LOS F requires us to:
describe functions and responsibilities of a company’s board of directors and its committees
1.1. Composition of the Board of Directors
a. A board of directors consists of people with a diverse mix of expertise, backgrounds, and competencies, for example, specialized knowledge, functions, etc. Some companies even seek diversity based on age, gender and culture.
b. There may be two different types of structure of the board of directors, i.e. one-tier structure and two-tier
c. The one-tier structure consists of executive directors (mainly, consisting of members of senior management) and non-executive directors (mainly consisting of external directors). The non-executive directors are usually independent, having no material relationship with the company, based on employment, ownership, or remuneration.
d. The two-tier structure consists of two classes of directors, i.e. supervisory and management classes.
e. The CEO and the chair position of a company are increasingly separated these days, and if these cannot be separated there is a use of a lead independent director.
1.2. Staggered Board
a. The boards of directors are divided into classes that are elected separately in consecutive years.
b. For example, on the board of twelve directors, four may be appointed to the executive position, each for a term of three years.
c. This system provides for continuity along with entrenchment.
1.3. Functions and Responsibilities
a. The board of directors is delegated with two main duties, i.e. duty of care and duty of loyalty.
b. In accordance with the duty of care, the board members must act on a fully informed basis, in good faith, with due diligence and care.
c. In accordance with the duty of loyalty, the directors must act in the interest of the company and its shareholders.
d. The board has the following functions and responsibilities:
i. guides and approves the strategic direction of the company,
ii. appoints CEO and delegates strategic implementation to the top management,
iii. establishes performance criteria,
iv. monitors and reviews the performance of the company,
v. ensures the effectiveness of the company’s audit and control systems,
vi. ensures proper enterprise risk management (ERM) system is in place, and
vii. reviews all the major acquisitions, mergers, divestitures before they are referred to the shareholders.
1.4. Committees
1.4.1. Audit Committees
The main functions of an audit committee are:
a. to oversee the audit and control system,
b. monitor the financial reporting process,
c. supervise the internal audit function, and
d. recommend the external auditors.
1.4.2. Governance Committee
The governance committee ensures that the company adopts good corporate governance procedures and drafts the charters of the boards and committees, the company’s code of ethics, conflict of interest policy.
1.4.3. Remuneration or Compensation Committees
The main functions of the remuneration or compensation committees are:
a. to develop and propose the remuneration for the board and other key executives, and
b. to set performance criteria and evaluate the performance of managers.
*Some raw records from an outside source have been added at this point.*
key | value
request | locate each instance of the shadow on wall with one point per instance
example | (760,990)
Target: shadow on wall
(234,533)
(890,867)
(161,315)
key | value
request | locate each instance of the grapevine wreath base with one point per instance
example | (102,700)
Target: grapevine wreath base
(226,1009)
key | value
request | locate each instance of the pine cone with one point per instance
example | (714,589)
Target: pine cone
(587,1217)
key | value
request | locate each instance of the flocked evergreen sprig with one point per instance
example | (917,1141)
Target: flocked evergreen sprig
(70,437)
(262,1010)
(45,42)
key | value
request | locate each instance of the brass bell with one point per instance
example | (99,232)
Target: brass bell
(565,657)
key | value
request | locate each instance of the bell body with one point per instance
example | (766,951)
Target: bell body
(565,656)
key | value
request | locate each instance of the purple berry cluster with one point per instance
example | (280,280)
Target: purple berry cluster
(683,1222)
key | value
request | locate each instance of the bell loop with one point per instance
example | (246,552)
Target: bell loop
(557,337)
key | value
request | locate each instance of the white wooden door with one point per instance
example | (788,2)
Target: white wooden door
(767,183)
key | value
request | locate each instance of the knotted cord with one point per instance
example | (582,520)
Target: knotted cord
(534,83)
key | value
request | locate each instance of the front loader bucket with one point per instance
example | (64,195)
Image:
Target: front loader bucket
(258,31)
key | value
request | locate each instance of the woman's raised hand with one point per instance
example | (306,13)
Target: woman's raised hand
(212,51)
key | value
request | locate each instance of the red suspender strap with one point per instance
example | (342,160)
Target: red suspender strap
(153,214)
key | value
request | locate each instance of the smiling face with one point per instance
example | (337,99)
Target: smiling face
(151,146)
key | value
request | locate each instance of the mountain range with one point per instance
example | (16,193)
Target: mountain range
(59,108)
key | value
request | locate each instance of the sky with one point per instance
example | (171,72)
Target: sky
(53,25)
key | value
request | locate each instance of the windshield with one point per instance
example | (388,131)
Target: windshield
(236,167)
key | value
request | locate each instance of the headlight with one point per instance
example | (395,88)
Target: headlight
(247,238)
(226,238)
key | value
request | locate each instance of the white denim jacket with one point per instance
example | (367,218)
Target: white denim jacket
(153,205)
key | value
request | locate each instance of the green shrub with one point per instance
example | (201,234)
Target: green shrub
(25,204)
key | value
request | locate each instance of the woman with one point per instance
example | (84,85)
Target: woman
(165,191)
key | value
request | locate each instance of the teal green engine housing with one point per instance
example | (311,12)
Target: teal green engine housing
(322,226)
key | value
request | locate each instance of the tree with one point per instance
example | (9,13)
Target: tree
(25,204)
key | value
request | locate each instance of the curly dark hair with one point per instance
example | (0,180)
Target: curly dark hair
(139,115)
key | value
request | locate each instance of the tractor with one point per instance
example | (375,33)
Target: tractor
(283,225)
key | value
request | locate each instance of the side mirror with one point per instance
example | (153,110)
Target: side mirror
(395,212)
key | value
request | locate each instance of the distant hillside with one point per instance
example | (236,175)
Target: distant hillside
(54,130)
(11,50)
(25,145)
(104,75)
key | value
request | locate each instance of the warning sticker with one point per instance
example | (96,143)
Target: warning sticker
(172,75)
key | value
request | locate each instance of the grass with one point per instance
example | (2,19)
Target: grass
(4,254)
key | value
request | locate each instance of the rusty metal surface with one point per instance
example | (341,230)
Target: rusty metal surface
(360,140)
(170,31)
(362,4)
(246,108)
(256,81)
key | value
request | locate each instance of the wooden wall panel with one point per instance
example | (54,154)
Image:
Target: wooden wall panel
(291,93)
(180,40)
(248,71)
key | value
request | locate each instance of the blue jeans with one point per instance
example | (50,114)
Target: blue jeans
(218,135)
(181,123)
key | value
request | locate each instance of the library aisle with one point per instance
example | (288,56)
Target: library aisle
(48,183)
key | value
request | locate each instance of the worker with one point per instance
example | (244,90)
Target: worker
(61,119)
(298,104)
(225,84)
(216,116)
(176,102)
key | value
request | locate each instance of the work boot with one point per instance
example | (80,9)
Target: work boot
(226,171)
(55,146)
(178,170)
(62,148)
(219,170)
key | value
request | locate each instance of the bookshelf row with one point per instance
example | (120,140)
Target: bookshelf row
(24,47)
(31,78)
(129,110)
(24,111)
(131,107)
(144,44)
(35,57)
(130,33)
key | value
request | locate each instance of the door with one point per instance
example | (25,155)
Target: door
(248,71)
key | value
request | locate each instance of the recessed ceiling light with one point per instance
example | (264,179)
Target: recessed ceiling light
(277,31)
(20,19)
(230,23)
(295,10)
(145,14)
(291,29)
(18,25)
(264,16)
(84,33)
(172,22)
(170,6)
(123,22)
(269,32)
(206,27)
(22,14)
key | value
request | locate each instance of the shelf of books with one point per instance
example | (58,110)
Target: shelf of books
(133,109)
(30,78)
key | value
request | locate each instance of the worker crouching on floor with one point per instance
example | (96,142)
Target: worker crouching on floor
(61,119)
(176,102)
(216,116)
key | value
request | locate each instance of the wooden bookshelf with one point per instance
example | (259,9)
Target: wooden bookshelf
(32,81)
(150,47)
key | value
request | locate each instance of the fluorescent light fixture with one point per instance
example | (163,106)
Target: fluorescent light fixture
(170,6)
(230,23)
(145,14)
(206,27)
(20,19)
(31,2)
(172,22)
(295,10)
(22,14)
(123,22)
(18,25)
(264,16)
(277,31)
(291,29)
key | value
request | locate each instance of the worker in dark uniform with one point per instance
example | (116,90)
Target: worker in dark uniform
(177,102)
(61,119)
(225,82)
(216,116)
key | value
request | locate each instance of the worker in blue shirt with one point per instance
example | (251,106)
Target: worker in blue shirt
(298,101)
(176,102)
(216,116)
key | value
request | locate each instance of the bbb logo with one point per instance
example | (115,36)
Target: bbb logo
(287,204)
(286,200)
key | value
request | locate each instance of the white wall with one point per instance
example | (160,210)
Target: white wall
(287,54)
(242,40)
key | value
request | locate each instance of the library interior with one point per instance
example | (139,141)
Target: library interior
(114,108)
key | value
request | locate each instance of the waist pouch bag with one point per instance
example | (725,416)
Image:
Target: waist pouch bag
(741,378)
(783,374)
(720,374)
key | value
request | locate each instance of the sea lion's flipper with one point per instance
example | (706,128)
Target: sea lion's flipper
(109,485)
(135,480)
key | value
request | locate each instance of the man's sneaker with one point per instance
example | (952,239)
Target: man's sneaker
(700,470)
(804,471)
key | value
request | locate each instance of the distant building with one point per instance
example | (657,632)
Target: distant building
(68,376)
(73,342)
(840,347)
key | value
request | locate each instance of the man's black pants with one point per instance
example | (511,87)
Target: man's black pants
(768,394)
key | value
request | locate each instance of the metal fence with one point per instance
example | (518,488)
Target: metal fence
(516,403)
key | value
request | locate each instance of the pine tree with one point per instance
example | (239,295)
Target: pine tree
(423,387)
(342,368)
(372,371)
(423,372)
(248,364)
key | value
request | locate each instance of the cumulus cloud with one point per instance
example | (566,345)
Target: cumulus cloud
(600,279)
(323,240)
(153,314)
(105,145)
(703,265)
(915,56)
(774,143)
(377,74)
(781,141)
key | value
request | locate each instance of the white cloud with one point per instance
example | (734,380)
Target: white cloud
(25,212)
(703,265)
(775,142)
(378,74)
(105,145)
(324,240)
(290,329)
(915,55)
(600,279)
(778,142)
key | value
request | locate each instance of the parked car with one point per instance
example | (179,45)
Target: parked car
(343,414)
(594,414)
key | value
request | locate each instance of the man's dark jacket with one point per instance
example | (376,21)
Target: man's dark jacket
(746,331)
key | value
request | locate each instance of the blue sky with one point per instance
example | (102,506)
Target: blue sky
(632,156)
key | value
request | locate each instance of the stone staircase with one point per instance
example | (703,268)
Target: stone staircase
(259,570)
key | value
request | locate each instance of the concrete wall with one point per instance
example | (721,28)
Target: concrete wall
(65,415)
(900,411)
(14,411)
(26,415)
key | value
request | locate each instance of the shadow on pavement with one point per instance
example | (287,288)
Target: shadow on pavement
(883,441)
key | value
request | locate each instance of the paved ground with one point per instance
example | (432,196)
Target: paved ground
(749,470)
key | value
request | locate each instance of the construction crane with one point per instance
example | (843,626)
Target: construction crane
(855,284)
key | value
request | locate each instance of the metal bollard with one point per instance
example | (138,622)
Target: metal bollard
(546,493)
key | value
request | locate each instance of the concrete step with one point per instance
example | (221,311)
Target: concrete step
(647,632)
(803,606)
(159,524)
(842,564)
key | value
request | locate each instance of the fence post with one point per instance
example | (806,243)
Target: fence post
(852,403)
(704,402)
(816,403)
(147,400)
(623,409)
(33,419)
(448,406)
1.4.4. Nomination Committees
The main purpose of such a committee is:
a. to identify candidates who are qualified to serve as directors, and
b. recommend their nomination by shareholders.
1.4.5. Risk Committee
The risk committee:
a. helps determine the risk policy, profile, and appetite of the company,
b. oversees the establishment and implementation of ERM policy in the company.
1.4.6. Investment Committee
a. An investment committee reviews the material investment opportunities proposed by the management, for large projects, acquisitions, and expansions.
b. It also establishes the investment policies of the company.
1.4.7. NOTE:
The types of committees used may vary according to the applicable jurisdictions, but their composition depends upon the scope of the committee. For example, the audit committee mainly consists of independent directors only or the external directors (of which the majority should be independent).